Machine of Death: The Game of Creative Assassination is a storytelling game set in a world in which a machine can predict how a person will die with 100% accuracy with only a small blood sample. However, the machine delights in being vague and twisted. A card reading "Old Age" could mean you die in your sleep at age 120, or it could mean you're run over tomorrow by an elderly driver who forgot to take his pills today. Players of the game take the role of assassins, who must use the various tools at their disposal -- from storytelling to a slew of items available from specialty Black Market shops -- to create a situation in which a target is killed in a way in line with their Death Prediction. The Machine of Death Game uses this basic idea, of assassins working in a world were cause of death is known to create various game modes.

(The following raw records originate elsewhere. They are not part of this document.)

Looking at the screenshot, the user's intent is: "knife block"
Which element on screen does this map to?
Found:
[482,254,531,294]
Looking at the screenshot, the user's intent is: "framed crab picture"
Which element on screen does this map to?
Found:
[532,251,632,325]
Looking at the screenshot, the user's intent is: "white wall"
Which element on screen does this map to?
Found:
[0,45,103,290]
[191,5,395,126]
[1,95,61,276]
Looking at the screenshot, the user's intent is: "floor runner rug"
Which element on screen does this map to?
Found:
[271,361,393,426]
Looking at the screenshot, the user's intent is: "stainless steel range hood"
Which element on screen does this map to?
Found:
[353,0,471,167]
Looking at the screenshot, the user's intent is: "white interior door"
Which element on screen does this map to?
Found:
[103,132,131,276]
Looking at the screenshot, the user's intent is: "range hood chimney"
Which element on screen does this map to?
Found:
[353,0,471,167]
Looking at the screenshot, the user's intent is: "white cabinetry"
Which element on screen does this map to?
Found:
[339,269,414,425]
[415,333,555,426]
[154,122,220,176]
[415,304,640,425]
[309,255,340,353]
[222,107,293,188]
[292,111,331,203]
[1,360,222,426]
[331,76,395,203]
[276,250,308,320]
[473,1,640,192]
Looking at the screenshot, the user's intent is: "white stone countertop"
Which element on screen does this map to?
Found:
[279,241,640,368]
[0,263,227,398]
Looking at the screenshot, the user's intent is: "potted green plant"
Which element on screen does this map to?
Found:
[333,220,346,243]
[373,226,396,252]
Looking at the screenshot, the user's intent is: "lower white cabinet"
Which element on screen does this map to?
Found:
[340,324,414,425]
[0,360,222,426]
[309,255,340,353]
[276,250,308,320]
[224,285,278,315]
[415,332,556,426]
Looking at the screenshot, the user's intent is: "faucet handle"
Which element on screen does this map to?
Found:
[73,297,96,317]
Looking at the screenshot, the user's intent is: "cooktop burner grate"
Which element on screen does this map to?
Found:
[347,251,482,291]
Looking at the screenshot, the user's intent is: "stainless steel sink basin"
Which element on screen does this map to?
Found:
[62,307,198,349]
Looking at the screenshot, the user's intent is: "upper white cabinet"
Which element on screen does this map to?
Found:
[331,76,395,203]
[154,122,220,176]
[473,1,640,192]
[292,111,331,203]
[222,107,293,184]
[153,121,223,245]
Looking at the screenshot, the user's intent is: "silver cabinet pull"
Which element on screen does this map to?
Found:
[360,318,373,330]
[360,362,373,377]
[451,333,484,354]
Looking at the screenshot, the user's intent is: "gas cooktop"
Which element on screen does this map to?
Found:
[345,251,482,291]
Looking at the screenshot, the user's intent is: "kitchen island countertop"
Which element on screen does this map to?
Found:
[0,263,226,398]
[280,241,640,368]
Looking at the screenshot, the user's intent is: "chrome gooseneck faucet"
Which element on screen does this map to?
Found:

The General Gameplay of most modes works like this:

A target is assigned, and given certain details (including Death Prediction, and possibly extra details like a favourite food or crippling phobia).
Players – assassins – are given Black Market Gift Cards. This is their inventory, what they have to use in order to accomplish their goal: killing the target.
Players use the Gift Cards to devise a plan.
The plan is greenlit, either by a Chief player, or via consensus, depending on game mode.
The timer starts and the plan is put into action. This is represented by dice rolling to beat a "difficulty score." An unlikely plan hinging on a single item may need to roll a 6 for that item, but a rock-solid intricate plan may need to only roll a 2 for all Black Market Gift Cards used.
The plan is revised, in case of failure of one or more dice rolls. The details of this portion vary greatly from mode to mode, but involve either replacing Black Market Items, creating a new viable plan with the existing items, or calling in "Specialists"
The target is either killed or escapes. Again, depending on mode, this is either the end of the round or the game.

Game Modes:

Head-to-Head Mode that's very similar to Cards Against Humanity or Apples to Apples. There's a judge ("the Chief"), who decides whose assassination plan is the best, and gives them a chance to try it out. Designed for 4+ playes.
Co-op Mode, where you players are a team of assassins, and have to come up with a plan together to kill targets that the group comes up with.
Co-op can be diced further: you can play individual rounds, or Mission Mode, where targets are predetermined and have different levels of difficulty. There's also the more strategic Chief Mode, where there's no timer, but the Chief can rate your plan's likelihood of success and let you take risks on whether it'll work or not.

Cutthroat Mode, where players can actually assassinate each other (should you want a more competitive version)
The Day Off Mode, which isn't about murder at all but rather draws upon your bevy of assassin skills to accomplish tasks like "opening a stuck jam jar" and "transplanting a tulip bulb."

Heroes of Metro City

Heroes of Metro City is a deck-building card/board game in which each player represents a super-powered Hero of his own design who must stop their Archenemy's nefarious plan to destroy Metro City. Devastate your enemies with thousands of possibilities and choices for your character. The base game includes over twenty explosive Power cards and many iconic Energy Sources, and a randomized subset of these will be selected for each game. It's an exciting array of possibilities for your customized super-powered Hero.

Heroes of Metro City uses dynamic deck-building combined with unique Energy Source slots to create a power management mechanism (using your Hero Placard) that lets you decide which powers and abilities are most important for each turn. The Hero Placard also helps to guide you through the six phases of each turn.

To succeed, the Heroes must do battle with hordes of Minions, diabolical Villains, and the Archenemy who leads them! The more Energy and Powers a Hero develops, the closer he gets to defeating their Archenemy. The first player to defeat the Archenemy wins the game...unless the Archenemy destroys so much of Metro City that there's nothing left to save!